Just because the NFL has locked out its players doesn't mean NFL players have shut it down.
Less than a mile away from the Dove Valley headquarters they are now forbidden to enter, several Broncos like Chris Kuper, J.D. Walton, Zane Beadles and Ryan Harris have been participating in morning workouts with Loren Landow, the director of sports performance for the Steadman-Hawkins Clinic.
"I wish we had an agreement by now," said Walton, who started all 16 games as a rookie center for the Broncos last year.
"But whenever they do tell us to go back we have to be ready to go."
Other regular participants of Landow's workouts are former Broncos like Tyler Polumbus and Justin Bannan, locally raised NFL players like Bo Scaife, John Matthews and Kasey Studdard and future rookies like Nate Solder, Mark Schiechl and Blaine Sumner.
There has been talk that Broncos quarterback Kyle Orton and former Broncos receiver Brandon Stokley will soon be joining the Landow workouts. Should the lockout linger into July, it may reach a point where 20 or so Bronco players gather for football-oriented workouts under Landow's supervision.

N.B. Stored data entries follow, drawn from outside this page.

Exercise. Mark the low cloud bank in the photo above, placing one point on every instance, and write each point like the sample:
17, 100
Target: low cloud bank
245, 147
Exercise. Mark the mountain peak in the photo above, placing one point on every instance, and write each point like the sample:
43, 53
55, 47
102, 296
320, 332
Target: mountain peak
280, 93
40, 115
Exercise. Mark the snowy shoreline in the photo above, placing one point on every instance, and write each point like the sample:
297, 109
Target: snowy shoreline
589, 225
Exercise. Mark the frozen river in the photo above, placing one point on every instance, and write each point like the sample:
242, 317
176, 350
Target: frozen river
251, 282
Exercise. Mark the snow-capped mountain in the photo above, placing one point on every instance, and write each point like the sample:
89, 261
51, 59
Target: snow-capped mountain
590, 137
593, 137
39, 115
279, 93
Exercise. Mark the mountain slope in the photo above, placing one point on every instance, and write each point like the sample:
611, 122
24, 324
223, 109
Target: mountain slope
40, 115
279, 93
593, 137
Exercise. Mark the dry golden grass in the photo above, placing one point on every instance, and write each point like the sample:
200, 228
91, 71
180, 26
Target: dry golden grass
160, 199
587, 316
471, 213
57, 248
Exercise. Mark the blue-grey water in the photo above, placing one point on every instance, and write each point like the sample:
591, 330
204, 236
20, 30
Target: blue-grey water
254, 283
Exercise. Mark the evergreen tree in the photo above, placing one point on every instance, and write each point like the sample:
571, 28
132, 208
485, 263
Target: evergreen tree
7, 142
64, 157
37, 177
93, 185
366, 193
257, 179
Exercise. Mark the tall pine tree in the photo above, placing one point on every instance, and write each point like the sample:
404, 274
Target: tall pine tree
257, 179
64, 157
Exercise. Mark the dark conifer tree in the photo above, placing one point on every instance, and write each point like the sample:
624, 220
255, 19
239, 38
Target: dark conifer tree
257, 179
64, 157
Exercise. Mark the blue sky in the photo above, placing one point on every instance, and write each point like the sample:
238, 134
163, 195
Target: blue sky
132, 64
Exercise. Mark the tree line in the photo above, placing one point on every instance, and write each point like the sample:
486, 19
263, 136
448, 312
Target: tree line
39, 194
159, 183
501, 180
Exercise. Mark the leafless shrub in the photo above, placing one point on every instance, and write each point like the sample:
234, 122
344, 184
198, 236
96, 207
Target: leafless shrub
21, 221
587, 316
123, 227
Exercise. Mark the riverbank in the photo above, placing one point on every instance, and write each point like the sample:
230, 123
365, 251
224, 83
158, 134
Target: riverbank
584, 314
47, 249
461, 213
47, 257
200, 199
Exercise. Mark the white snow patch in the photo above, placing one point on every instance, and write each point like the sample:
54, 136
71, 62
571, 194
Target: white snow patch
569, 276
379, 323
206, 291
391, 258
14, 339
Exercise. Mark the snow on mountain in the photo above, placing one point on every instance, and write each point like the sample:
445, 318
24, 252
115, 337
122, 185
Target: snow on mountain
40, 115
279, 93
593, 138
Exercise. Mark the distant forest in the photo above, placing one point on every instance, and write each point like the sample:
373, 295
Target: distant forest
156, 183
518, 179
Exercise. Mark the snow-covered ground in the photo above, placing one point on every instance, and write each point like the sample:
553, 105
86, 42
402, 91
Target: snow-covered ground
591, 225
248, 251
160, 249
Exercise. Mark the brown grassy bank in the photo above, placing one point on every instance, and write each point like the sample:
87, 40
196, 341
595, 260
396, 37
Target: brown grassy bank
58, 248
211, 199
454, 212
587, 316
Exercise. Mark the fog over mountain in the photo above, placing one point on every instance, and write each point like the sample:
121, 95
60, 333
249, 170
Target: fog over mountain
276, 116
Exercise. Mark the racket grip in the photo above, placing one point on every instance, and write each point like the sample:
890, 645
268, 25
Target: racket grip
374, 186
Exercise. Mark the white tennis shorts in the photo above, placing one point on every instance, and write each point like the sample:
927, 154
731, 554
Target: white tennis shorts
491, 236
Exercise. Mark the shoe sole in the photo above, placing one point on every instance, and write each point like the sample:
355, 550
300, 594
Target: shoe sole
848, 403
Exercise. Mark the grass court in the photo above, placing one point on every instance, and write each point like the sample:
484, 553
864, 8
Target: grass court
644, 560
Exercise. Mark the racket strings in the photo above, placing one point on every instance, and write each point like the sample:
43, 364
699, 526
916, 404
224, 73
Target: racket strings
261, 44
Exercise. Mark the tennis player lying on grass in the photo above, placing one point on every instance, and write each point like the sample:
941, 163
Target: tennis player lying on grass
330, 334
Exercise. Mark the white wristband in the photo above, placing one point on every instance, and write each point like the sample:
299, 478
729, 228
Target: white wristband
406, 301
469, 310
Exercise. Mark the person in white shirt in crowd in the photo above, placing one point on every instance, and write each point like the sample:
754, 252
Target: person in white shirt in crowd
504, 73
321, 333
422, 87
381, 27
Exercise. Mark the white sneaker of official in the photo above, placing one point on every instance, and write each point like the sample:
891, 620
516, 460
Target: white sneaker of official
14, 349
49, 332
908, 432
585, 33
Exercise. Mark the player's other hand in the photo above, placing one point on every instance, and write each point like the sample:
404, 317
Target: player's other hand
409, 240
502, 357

"From my network of guys I don't know anybody that's taking time off," Polumbus said.
"Everybody I know is working hard and preparing just like we were at the facility."
Instead of organized full-team workouts at the Broncos" headquarters where there's soft green grass, state-of-the-art weight room and comfortable locker rooms, the players have been gathering individually at Sports Xcel, a warehouse structure with far more quality athletic training than space.
Landow trains one group of 15 to 20 players at 8 a.m. and the second at 9:30 a.m. There's something about an early morning schedule that helps instill discipline.
"What we work on here is movement, agility, hip flexibility, ankle flexibility," said Beadles, who was a 14-game rookie starter at right tackle and left guard last season.
"I really like it. It helps a lot for what we do as linemen."